The master of any foreign vessel arriving in a United States port, whether from a foreign port or another United States port, is required to make vessel entry under title 19, United States Code, section 1435 (19 U.S.C. 1453), and section 4.3 of the Customs Regulations (19 CFR 4.3). Such vessels are also required to clear when bound for a foreign port, and must have a permit to proceed from one United States port to another. As recognized in section 4.94(e), Customs Regulations (19 CFR 4.94(e)), if a foreign-flag pleasure vessel does not have a cruising license it is required to comply with the laws applicable to foreign vessels arriving at, departing from and proceeding between United States ports.
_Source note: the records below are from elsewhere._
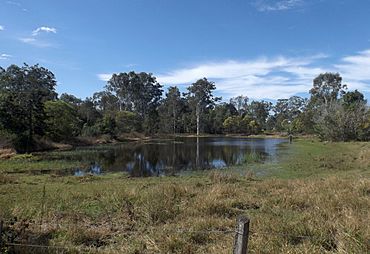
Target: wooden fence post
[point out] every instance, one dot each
(241, 235)
(1, 235)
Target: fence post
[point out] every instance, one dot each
(241, 235)
(1, 235)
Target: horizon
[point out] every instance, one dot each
(263, 49)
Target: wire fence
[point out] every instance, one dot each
(13, 243)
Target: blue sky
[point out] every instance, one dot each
(265, 49)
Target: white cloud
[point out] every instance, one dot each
(105, 76)
(45, 29)
(277, 5)
(355, 70)
(5, 56)
(261, 78)
(36, 42)
(270, 77)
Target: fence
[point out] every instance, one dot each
(241, 233)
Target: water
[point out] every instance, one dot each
(169, 157)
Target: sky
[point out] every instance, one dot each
(264, 49)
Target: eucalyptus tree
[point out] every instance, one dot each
(259, 111)
(327, 87)
(201, 98)
(240, 103)
(23, 92)
(171, 109)
(139, 93)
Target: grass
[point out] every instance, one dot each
(316, 199)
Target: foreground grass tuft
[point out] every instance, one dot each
(301, 207)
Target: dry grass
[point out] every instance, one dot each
(326, 213)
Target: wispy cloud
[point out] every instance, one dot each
(45, 29)
(104, 76)
(355, 70)
(5, 56)
(16, 4)
(277, 5)
(35, 41)
(261, 78)
(270, 77)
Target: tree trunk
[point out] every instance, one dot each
(198, 119)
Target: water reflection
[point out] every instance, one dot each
(168, 157)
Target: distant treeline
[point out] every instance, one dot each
(31, 110)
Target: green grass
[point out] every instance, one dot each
(316, 199)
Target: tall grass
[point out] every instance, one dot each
(327, 212)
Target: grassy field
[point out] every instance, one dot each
(315, 199)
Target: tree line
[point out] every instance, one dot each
(31, 110)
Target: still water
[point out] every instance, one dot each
(169, 157)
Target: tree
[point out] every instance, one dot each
(353, 99)
(23, 92)
(259, 111)
(240, 103)
(201, 98)
(70, 99)
(139, 93)
(326, 88)
(62, 120)
(171, 109)
(105, 101)
(287, 110)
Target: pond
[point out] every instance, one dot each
(172, 156)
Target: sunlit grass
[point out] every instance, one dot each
(315, 200)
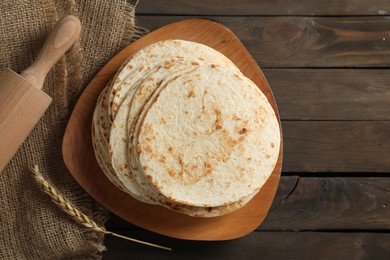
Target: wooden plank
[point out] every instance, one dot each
(333, 203)
(265, 7)
(326, 203)
(257, 245)
(336, 146)
(306, 41)
(331, 94)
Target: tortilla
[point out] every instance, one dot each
(209, 139)
(205, 136)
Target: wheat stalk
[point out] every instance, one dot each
(75, 213)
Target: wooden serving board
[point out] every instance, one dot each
(79, 156)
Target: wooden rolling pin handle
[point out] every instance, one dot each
(57, 43)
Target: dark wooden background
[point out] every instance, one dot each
(327, 62)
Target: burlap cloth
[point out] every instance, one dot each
(31, 226)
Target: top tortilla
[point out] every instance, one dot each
(210, 138)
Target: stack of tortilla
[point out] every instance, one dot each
(180, 126)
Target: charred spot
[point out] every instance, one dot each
(207, 164)
(243, 131)
(191, 94)
(181, 161)
(236, 118)
(163, 159)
Title 46, United States Code, Appendix, section 104 (46 U.S.C. App. 104), authorizes the issuance of cruising licenses to pleasure vessels of countries which extend reciprocal privileges to United States pleasure vessels. Canada is such a country. Section 4.94 of the Customs Regulations, concerns the issuance of cruising licenses which exempt foreign yachts from formal entry and clearance procedures. Subsequent to the receipt of the cruising license, yachts may arrive and depart from the United States and cruise in specified waters of the United States without entering and clearing, without filing manifests and obtaining or delivering permits to proceed, and without the payment of entrance and clearance fees, or fees for receiving manifests and granting permits to proceed, duty on tonnage, tonnage tax, or light money. The license is granted subject to the condition that the vessel will not engage in trade or violate the laws of the United States in any respect.
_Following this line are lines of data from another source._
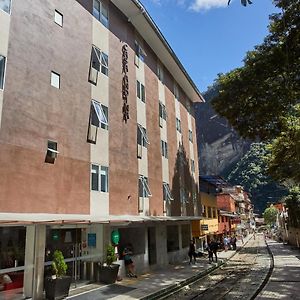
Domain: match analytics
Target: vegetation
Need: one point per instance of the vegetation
(270, 215)
(110, 254)
(292, 202)
(59, 266)
(261, 99)
(251, 173)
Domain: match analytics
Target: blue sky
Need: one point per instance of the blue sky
(208, 36)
The bareboat charterer of a Canadian-flag pleasure vessel, whether to a United States resident or not, could obtain a cruising license to cruise in the waters of the United States, including California waters. A time or voyage charterer may not be issued a cruising license, however, because in our view the vessel is engaged in trade and is no longer a pleasure vessel as required by 46 U.S.C. App. 104.

The master, however, of a foreign pleasure vessel with a cruising license is required to report the vessel's arrival at each United States port as provided in 19 U.S.C. 1433.

Cruising licenses, as their name implies, are intended for the use of foreign vessels on relatively brief cruises in the United States and are not to be used as a form of permanent license to permit a foreign vessel to remain indefinitely in our waters.

We apologize for the delay in responding to your inquiry. This ruling addresses only those federal requirements which are administered by the Customs Service. Questions relating to the vessel's registration and documentation, and vessel safety requirements should be directed to the United States Coast Guard at the following address:

Mr. Thomas Willis
Chief, Vessel Documentation
U.S. Coast Guard (GMVI-6/13)
2100 Second Street., SW (Room 1312)
Washington, D.C. 20593-0001


A foreign-flag yacht, or other pleasure vessel brought into the United States for sale or charter to U.S. residents is subject to duty under subheading 8903.91.00 or 8903.92.00 of the HTSUS.
A foreign-flag yacht or other pleasure vessel may be bareboat chartered to U.S. residents for pleasure use without violating the coastwise statutes provided under the charter agreement the owner relinquishes complete management and control of the vessel to the charterer.